Conclusion: This study demonstrates that males with UTI may be treated with a shorter course of antimicrobial therapy for UTI than previously recommended.

Introduction

Infections of the urinary tract caused by bacteria are a common occurrence in clinical practice. In men, however, the length of the urethra, a drier environment surrounding the meatus, and the antibacterial properties of prostatic fluid all contribute to lower rates of urinary tract infections (UTIs).[1] Therefore, when UTIs occur in men, they are deemed complicated and subject to longer treatment durations compared with infections in women.[1,2] Clinical trials demonstrating the efficacy of antimicrobials in UTIs have typically enrolled a majority of female patients. In general, clinical trials of patients with UTIs enroll small numbers of male patients, and their data are grouped with those of female patients in analyses.[3] Drekonja and colleagues[4] conducted a retrospective study of >30,000 males with a UTI in the Veterans Affairs system. The objective of their study was to evaluate the recurrence of infection in patients who received a short (<7 days) or long (>7 days) duration of treatment. The investigators found that treatment for >7 days in males with a UTI was not associated with a reduction in early or late recurrence of UTI, but it did increase the risk of Clostridium difficile infection compared with a treatment duration <7 days. The optimal duration of therapy for the treatment of UTIs in males is still unclear, and as a result, recommendations are predominantly based on data extrapolated from clinical trials of essentially all females and from expert opinion.[1]
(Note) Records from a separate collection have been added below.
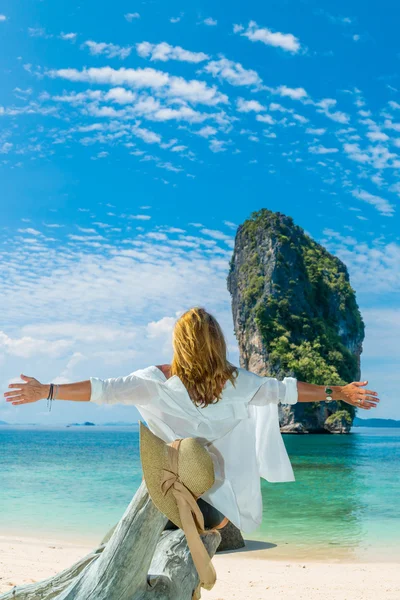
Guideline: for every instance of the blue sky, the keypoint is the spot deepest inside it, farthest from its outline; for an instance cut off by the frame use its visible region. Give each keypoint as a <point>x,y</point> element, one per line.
<point>136,136</point>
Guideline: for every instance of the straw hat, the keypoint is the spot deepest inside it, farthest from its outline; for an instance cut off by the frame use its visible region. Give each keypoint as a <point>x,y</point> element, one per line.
<point>195,470</point>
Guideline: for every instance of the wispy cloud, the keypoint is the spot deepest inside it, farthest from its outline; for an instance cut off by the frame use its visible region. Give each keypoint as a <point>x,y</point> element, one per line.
<point>210,22</point>
<point>277,39</point>
<point>131,16</point>
<point>109,50</point>
<point>164,52</point>
<point>233,73</point>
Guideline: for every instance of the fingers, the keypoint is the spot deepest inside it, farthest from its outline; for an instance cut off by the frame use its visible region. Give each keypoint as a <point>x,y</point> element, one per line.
<point>25,377</point>
<point>12,393</point>
<point>16,397</point>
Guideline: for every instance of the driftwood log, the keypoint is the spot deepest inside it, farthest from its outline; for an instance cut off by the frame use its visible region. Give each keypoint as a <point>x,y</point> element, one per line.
<point>139,561</point>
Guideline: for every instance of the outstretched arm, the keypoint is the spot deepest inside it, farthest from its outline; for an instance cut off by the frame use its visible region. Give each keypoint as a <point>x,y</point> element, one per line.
<point>352,393</point>
<point>130,389</point>
<point>32,391</point>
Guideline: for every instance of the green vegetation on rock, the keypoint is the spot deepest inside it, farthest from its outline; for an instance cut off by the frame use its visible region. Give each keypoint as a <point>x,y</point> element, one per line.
<point>297,297</point>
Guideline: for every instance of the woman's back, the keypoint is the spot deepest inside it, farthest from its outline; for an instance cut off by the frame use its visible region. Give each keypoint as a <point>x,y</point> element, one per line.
<point>241,431</point>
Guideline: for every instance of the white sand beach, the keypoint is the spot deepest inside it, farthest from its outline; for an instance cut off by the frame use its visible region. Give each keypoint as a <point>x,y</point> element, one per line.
<point>242,575</point>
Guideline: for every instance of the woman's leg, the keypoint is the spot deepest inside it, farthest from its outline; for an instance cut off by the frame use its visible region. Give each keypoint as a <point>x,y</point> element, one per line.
<point>212,516</point>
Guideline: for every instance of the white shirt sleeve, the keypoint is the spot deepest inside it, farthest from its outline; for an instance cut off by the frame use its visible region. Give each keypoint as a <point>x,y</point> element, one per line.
<point>130,389</point>
<point>274,391</point>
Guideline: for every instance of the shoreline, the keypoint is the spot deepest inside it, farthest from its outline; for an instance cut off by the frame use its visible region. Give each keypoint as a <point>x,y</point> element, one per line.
<point>256,548</point>
<point>247,574</point>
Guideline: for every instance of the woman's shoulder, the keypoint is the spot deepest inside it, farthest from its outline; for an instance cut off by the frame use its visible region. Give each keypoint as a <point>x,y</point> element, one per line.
<point>245,383</point>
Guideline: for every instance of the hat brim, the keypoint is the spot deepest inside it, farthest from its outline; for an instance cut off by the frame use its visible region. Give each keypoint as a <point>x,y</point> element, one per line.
<point>154,456</point>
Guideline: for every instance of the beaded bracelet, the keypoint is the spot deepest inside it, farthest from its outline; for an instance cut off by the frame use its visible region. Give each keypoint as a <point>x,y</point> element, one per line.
<point>50,397</point>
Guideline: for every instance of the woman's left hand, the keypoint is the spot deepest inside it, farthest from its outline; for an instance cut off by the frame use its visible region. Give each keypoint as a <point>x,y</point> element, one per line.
<point>25,393</point>
<point>354,394</point>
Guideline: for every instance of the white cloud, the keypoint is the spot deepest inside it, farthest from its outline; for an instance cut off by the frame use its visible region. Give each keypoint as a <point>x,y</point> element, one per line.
<point>265,119</point>
<point>322,150</point>
<point>30,231</point>
<point>317,131</point>
<point>249,105</point>
<point>165,52</point>
<point>377,136</point>
<point>192,91</point>
<point>109,50</point>
<point>140,217</point>
<point>26,347</point>
<point>161,328</point>
<point>217,146</point>
<point>233,73</point>
<point>285,41</point>
<point>294,93</point>
<point>131,16</point>
<point>150,137</point>
<point>70,37</point>
<point>325,105</point>
<point>38,32</point>
<point>381,204</point>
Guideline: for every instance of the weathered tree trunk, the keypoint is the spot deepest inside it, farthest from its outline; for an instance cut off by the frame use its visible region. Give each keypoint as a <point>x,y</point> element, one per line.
<point>138,562</point>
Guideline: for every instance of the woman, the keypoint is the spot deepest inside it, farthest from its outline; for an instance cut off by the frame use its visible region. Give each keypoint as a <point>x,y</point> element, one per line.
<point>232,411</point>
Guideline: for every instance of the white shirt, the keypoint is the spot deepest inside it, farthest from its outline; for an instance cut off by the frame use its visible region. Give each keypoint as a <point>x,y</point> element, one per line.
<point>241,431</point>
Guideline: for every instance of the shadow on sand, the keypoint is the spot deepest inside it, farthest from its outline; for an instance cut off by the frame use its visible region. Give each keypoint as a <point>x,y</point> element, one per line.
<point>251,546</point>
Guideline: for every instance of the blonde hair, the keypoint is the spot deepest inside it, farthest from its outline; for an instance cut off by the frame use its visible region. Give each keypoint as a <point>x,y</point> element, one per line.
<point>200,356</point>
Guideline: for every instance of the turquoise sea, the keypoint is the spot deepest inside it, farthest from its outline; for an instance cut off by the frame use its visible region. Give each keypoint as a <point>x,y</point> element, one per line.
<point>74,483</point>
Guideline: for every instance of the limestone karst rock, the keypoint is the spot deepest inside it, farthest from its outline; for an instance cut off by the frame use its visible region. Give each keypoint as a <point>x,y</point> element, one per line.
<point>295,314</point>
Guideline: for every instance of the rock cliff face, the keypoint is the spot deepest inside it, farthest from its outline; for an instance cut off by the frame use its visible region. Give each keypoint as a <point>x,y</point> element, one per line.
<point>295,314</point>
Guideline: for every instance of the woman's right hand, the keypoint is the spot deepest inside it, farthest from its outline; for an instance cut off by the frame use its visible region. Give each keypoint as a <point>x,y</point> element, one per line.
<point>354,394</point>
<point>25,393</point>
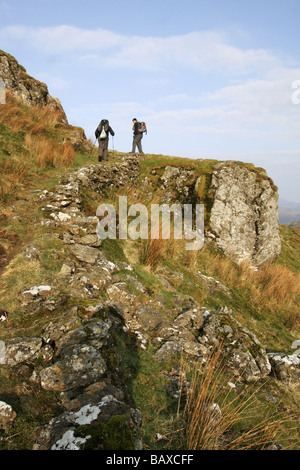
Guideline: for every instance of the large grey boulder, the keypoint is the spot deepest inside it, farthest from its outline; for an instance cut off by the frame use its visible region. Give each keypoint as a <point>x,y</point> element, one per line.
<point>244,215</point>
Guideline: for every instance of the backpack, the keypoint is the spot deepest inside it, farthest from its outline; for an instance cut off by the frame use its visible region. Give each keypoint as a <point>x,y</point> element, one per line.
<point>102,130</point>
<point>142,127</point>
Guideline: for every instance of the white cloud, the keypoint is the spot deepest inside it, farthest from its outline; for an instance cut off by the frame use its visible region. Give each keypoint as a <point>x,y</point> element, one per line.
<point>205,50</point>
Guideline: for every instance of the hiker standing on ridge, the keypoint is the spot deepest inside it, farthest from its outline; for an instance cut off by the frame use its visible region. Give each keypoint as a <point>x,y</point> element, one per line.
<point>102,134</point>
<point>137,136</point>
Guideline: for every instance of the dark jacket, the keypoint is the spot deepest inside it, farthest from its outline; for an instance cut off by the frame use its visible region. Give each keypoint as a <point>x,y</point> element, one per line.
<point>103,124</point>
<point>135,128</point>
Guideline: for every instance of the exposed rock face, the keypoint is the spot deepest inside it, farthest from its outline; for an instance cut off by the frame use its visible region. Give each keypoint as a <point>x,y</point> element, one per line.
<point>244,215</point>
<point>285,367</point>
<point>243,218</point>
<point>27,88</point>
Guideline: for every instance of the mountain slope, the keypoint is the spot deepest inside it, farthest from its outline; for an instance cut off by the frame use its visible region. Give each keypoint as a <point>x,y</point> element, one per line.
<point>100,339</point>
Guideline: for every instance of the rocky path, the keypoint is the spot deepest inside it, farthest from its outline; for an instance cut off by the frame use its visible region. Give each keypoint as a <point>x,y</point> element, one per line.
<point>92,306</point>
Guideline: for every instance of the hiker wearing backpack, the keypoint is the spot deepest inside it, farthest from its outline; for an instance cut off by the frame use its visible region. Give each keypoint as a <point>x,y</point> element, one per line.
<point>138,129</point>
<point>102,134</point>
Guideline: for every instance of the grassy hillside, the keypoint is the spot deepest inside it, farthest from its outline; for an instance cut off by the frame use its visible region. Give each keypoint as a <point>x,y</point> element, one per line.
<point>35,150</point>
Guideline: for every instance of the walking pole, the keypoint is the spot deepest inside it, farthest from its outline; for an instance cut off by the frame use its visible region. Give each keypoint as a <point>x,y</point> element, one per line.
<point>92,148</point>
<point>113,147</point>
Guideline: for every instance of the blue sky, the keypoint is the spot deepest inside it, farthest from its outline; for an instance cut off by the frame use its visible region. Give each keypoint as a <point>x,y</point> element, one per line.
<point>211,79</point>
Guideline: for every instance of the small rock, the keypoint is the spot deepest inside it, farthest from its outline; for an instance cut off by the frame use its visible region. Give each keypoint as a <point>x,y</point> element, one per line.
<point>7,416</point>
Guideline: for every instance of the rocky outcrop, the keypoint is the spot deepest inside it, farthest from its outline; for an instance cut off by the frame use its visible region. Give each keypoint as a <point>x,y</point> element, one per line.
<point>244,215</point>
<point>241,205</point>
<point>25,87</point>
<point>75,355</point>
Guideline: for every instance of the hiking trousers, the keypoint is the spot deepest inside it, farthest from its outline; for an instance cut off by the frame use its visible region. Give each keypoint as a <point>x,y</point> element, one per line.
<point>137,141</point>
<point>103,149</point>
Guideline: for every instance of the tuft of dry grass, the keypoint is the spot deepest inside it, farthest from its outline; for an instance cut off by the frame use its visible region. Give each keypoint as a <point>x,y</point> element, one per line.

The most common pathogen associated with UTIs is Escherichia coli.[1–3] Given their broad spectrum of activity and their historic efficacy in treating UTIs caused by E coli, fluoroquinolones are among the first-line antimicrobials to treat these infections.[1,2] Unfortunately, widespread use of these agents has led to increased resistance of E coli, and their empiric use is falling out of favor among many clinicians.[5–8] A study of patients treated in an emergency department demonstrated that while resistance of E coli to levofloxacin was high (17%), it was significantly greater in those with hospital-acquired UTIs (38% vs 10% of patients with community-acquired UTIs), long-term medical conditions, and fluoroquinolone use within the previous 1 to 4 weeks.[7]
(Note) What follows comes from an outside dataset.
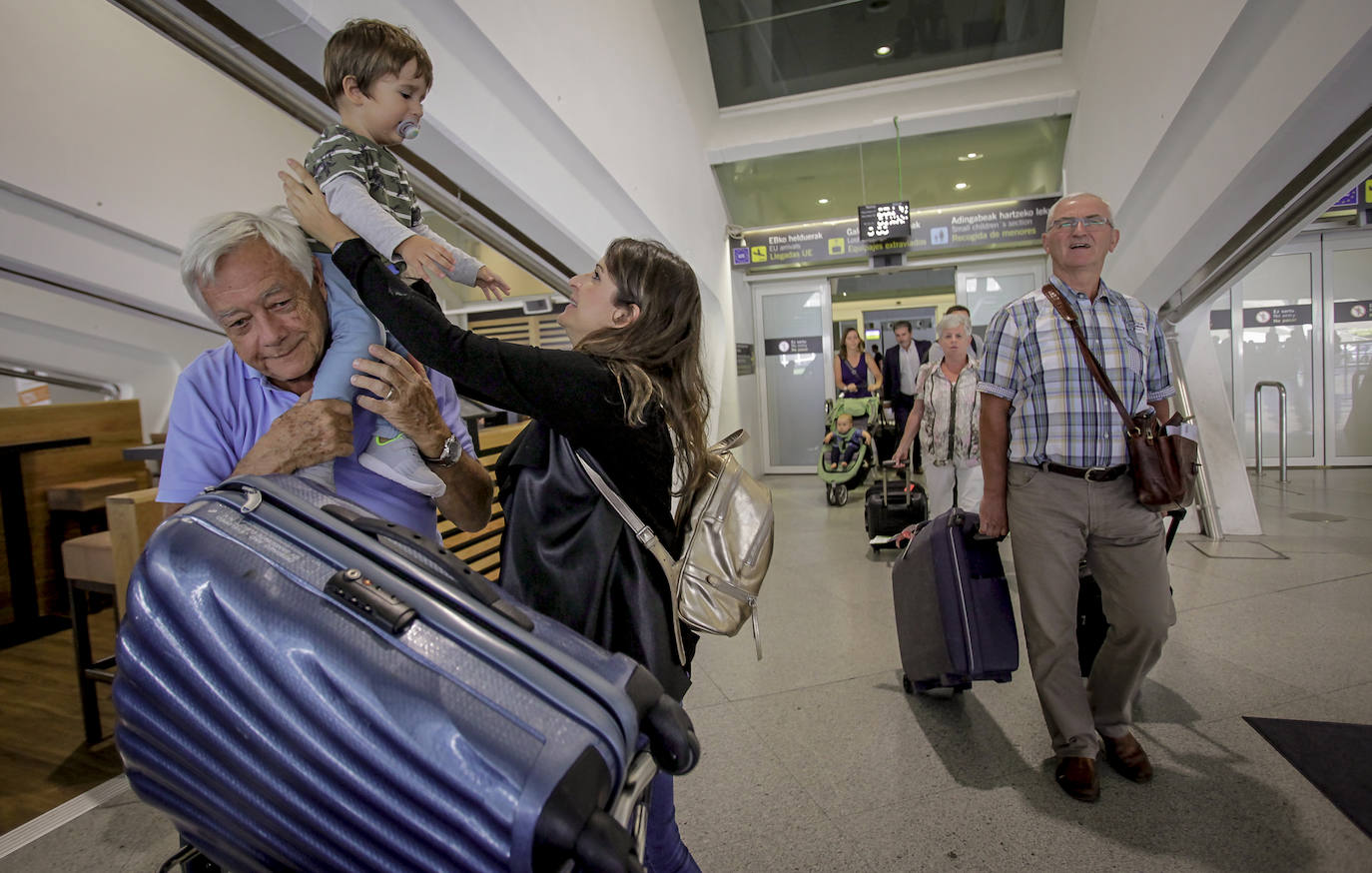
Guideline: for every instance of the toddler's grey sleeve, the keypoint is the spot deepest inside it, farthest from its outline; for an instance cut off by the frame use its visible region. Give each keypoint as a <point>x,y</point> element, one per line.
<point>464,265</point>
While resistance to levofloxacin is on the rise, so too is resistance to other antimicrobial agents. The North American Urinary Tract Infection Collaborative Alliance (NAUTICA) trial evaluated 1990 outpatient urinary tract isolates to determine changes in the epidemiology of urinary tract pathogens.[9] In that study, 20.5% of isolates came from male patients. Levofloxacin resistance was highest among males aged ≥65 years, at 19.9%. Interestingly, among males in this same age group, resistance to nitrofurantoin and trimethoprim-sulfamethoxazole were higher: 27.8% and 32.6%, respectively.
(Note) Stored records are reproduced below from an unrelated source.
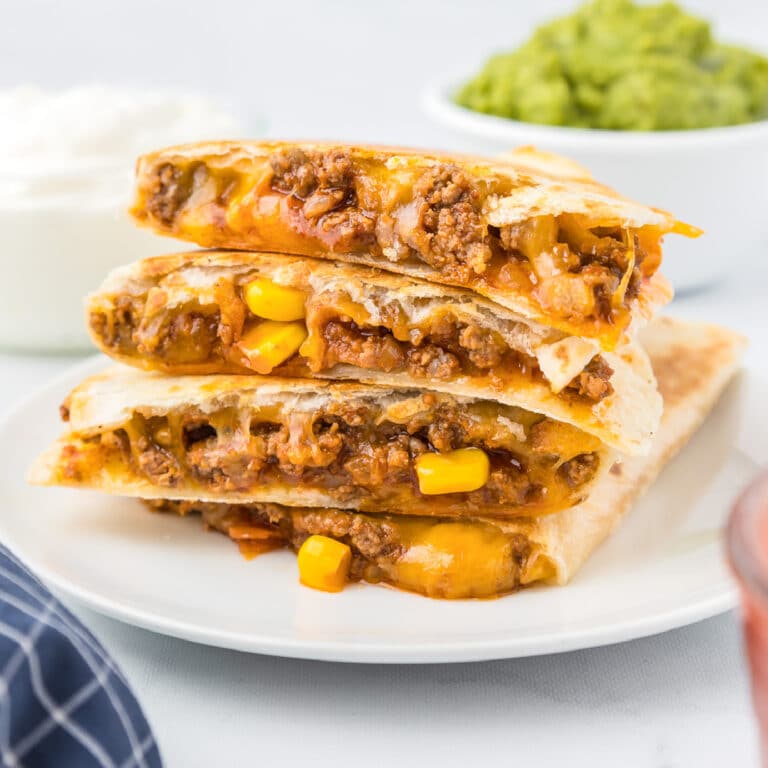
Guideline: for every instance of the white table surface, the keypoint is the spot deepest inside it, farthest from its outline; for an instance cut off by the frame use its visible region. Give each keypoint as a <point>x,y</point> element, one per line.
<point>351,69</point>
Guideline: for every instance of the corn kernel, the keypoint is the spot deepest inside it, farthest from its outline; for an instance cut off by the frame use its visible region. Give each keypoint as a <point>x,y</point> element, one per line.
<point>324,563</point>
<point>274,302</point>
<point>270,343</point>
<point>466,469</point>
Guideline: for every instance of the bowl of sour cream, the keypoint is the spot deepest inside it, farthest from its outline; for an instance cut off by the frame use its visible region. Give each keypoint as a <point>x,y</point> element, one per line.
<point>66,174</point>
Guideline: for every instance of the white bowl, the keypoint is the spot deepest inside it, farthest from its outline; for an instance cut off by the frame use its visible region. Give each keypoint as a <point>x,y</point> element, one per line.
<point>714,178</point>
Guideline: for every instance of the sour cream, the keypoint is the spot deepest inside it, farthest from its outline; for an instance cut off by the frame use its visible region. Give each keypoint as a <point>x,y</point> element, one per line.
<point>66,171</point>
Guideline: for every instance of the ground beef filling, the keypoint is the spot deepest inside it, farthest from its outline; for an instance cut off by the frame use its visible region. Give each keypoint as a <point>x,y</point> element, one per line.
<point>375,540</point>
<point>347,453</point>
<point>436,216</point>
<point>458,349</point>
<point>448,349</point>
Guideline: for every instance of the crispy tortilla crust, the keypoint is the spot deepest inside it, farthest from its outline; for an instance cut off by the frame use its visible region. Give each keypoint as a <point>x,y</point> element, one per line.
<point>293,442</point>
<point>693,364</point>
<point>563,251</point>
<point>449,559</point>
<point>184,314</point>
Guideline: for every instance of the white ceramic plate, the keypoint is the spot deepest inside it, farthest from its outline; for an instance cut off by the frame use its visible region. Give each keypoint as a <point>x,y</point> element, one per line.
<point>664,568</point>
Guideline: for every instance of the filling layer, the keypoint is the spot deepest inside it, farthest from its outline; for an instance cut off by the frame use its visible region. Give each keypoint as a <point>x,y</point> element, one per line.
<point>437,558</point>
<point>359,455</point>
<point>214,337</point>
<point>311,201</point>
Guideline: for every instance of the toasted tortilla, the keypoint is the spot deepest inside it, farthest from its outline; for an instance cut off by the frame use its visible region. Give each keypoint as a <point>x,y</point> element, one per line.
<point>433,216</point>
<point>134,315</point>
<point>486,557</point>
<point>693,362</point>
<point>313,443</point>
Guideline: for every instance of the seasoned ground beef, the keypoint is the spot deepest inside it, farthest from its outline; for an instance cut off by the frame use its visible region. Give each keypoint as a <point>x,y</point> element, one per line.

Peterson and colleagues[10] conducted a multicenter, double-blind, randomized, noninferiority study of primarily outpatient subjects comparing levofloxacin 750 mg intravenously (IV) by mouth (PO) daily for 5 days with ciprofloxacin 400 mg IV/500 mg PO twice daily for 10 days in both male and female patients with complicated UTIs (cUTIs) and acute pyelonephritis. In that study, susceptibility of E coli to levofloxacin was very high (94%). Furthermore, the clinical success rates for the short course of levofloxacin were shown to be noninferior to ciprofloxacin. Unfortunately, the published results of that study combined data from both male and female subjects in the analysis. Through reanalysis using the original, unpublished data, the objective of the present study is to evaluate clinical success rates in males with cUTI who received 5 days of levofloxacin or 10 days of ciprofloxacin compared with their female counterparts.